On 9 February 2018, Dr Gul-Nawaz Khan Akbar, Mumtaz Khan Akbar, Rab Nawaz Khan Akbar, Fameeda Akbar and Kauser Akbar were disqualified relating to their directorships of Greentabs Ltd (trading, as Mumtaz Food Industries Ltd).

On 24 May 2013, Greentabs Ltd (Mumtaz Food Industries Ltd) went into voluntary liquidation owing £805,630, and during the proceedings it was discovered Dr Gul-Nawaz Khan Akbar, managing director, had used company funds to buy £976,055 gold bullion for his sole benefit between 30 November 2012 and 11 December 2012, will full knowledge of the board of directors, whilst £447,997 remained unpaid to creditors.

Dr Gul-Nawaz Khan Akbar was banned for six years, his two brothers were banned three years for facilitating the transaction, his wife and the wife of his brother, the founder of the Mumtaz Group (Mumtaz Khan Akbar), were each banned for two years for failing to uphold corporate governance.

==2018 tax case==
In 2018 HM Revenue and Customs began proceedings against members and former members of the Mumtaz Group, after they consistently failed to pay corporate taxes on time.
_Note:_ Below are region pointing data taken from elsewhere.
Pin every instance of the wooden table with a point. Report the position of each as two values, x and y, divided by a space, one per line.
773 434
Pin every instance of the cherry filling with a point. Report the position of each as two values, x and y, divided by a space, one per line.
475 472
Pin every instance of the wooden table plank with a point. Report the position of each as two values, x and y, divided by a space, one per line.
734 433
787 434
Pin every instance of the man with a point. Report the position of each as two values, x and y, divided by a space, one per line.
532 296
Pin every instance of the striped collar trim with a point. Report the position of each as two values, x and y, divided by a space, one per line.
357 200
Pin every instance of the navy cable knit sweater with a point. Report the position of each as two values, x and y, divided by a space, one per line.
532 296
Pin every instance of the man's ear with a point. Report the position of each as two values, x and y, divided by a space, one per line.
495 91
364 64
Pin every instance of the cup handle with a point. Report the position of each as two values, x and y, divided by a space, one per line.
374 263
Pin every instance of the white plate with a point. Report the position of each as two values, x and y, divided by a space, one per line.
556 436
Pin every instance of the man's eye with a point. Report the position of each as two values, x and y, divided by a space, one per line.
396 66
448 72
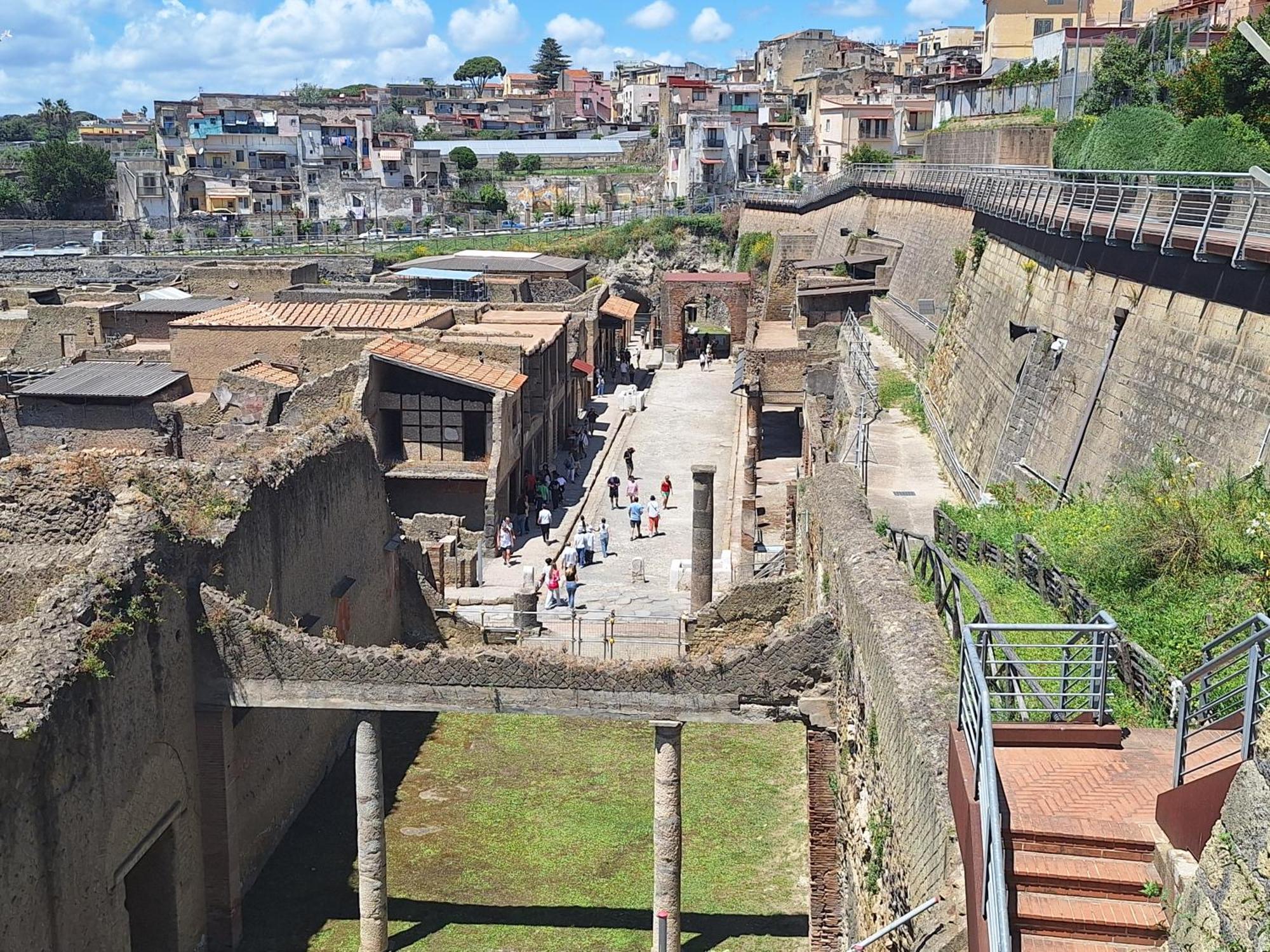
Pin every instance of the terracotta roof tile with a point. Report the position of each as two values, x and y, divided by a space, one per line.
352 315
465 370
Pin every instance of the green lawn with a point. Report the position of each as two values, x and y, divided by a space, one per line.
519 833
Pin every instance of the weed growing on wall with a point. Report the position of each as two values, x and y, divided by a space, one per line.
1177 554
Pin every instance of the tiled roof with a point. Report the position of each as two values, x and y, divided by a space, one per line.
620 308
717 277
488 376
270 374
352 314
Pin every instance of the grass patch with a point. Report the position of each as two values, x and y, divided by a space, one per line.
1175 554
521 835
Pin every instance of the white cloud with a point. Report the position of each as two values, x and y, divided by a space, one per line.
496 23
656 16
572 31
852 8
709 27
933 13
172 50
867 32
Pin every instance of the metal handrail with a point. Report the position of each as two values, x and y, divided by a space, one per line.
1205 717
975 722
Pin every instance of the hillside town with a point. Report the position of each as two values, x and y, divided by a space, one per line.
585 501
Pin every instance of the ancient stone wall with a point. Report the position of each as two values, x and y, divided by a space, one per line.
971 144
896 699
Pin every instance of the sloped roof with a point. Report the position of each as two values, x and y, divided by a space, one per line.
355 314
620 308
487 376
106 379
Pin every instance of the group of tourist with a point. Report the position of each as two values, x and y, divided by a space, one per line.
590 548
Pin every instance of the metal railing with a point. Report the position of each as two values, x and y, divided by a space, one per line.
1221 703
595 634
1200 214
975 722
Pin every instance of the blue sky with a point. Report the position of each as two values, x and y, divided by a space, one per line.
107 55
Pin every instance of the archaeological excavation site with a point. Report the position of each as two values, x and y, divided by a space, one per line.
879 565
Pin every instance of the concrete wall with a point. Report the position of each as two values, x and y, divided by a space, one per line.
973 144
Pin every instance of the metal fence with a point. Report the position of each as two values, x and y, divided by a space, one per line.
1207 216
590 634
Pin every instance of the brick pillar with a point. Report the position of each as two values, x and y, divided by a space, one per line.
703 535
667 832
223 898
825 913
373 879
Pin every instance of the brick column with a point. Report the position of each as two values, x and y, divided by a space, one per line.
373 880
825 913
214 738
667 831
703 535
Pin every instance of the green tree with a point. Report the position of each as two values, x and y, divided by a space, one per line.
493 199
309 95
67 177
393 121
463 158
549 64
11 196
478 72
867 155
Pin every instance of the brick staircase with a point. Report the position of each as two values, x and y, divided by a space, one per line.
1076 885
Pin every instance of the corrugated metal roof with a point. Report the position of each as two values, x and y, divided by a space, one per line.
439 275
487 376
106 379
491 148
355 314
175 305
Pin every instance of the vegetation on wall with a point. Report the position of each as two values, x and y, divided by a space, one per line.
1131 138
1177 554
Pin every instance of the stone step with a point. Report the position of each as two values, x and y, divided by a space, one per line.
1085 918
1052 944
1081 876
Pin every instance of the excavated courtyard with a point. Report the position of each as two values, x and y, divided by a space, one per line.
521 835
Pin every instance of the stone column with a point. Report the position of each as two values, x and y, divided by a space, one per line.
703 535
373 880
667 831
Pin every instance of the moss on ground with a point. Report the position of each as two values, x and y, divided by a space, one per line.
519 833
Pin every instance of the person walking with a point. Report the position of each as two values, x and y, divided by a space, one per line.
545 522
553 585
506 539
636 512
655 515
571 585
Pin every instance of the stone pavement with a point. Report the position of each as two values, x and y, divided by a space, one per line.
690 418
902 460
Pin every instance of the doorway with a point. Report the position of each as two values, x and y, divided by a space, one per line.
150 898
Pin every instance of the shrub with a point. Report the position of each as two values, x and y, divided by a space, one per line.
1215 144
1130 138
1070 142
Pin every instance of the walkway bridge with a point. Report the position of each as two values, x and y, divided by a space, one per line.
1064 817
1206 216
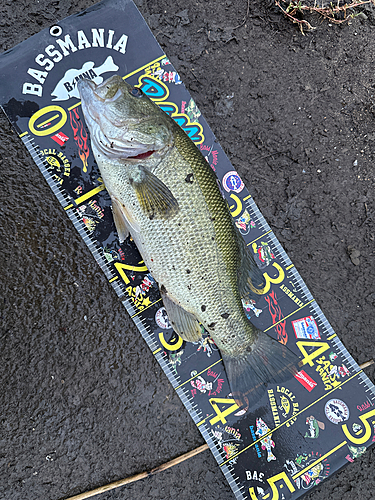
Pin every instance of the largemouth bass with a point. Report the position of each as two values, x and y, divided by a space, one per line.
166 196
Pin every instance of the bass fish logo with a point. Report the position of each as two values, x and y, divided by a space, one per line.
67 86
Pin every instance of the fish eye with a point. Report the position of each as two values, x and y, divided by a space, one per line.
136 92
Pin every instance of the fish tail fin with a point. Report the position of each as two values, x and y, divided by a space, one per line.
264 361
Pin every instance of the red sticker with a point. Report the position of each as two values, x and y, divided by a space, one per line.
60 138
307 382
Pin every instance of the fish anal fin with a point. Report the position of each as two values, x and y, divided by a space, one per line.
251 281
183 322
155 198
122 219
264 361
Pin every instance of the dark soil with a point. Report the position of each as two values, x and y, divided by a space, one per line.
83 401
HMRC required the company to pay an advance bond in order to continue selling taxable goods; members of the group knowingly failed to pay the bond and legal proceedings were undertaken.

==Offence taken by White British workers==
In January 2021, a former employee won an employment tribunal after a judge found the company had acted unlawfully through racial discrimination and unfair dismissal. A White employee was told by his supervisor that he wouldn't be able to understand how to cook the food as he was white, and that he "should go and work for an English company". When he complained about his supervisor's comments, no disciplinary action was taken against the supervisor, and the employee was dismissed from the company.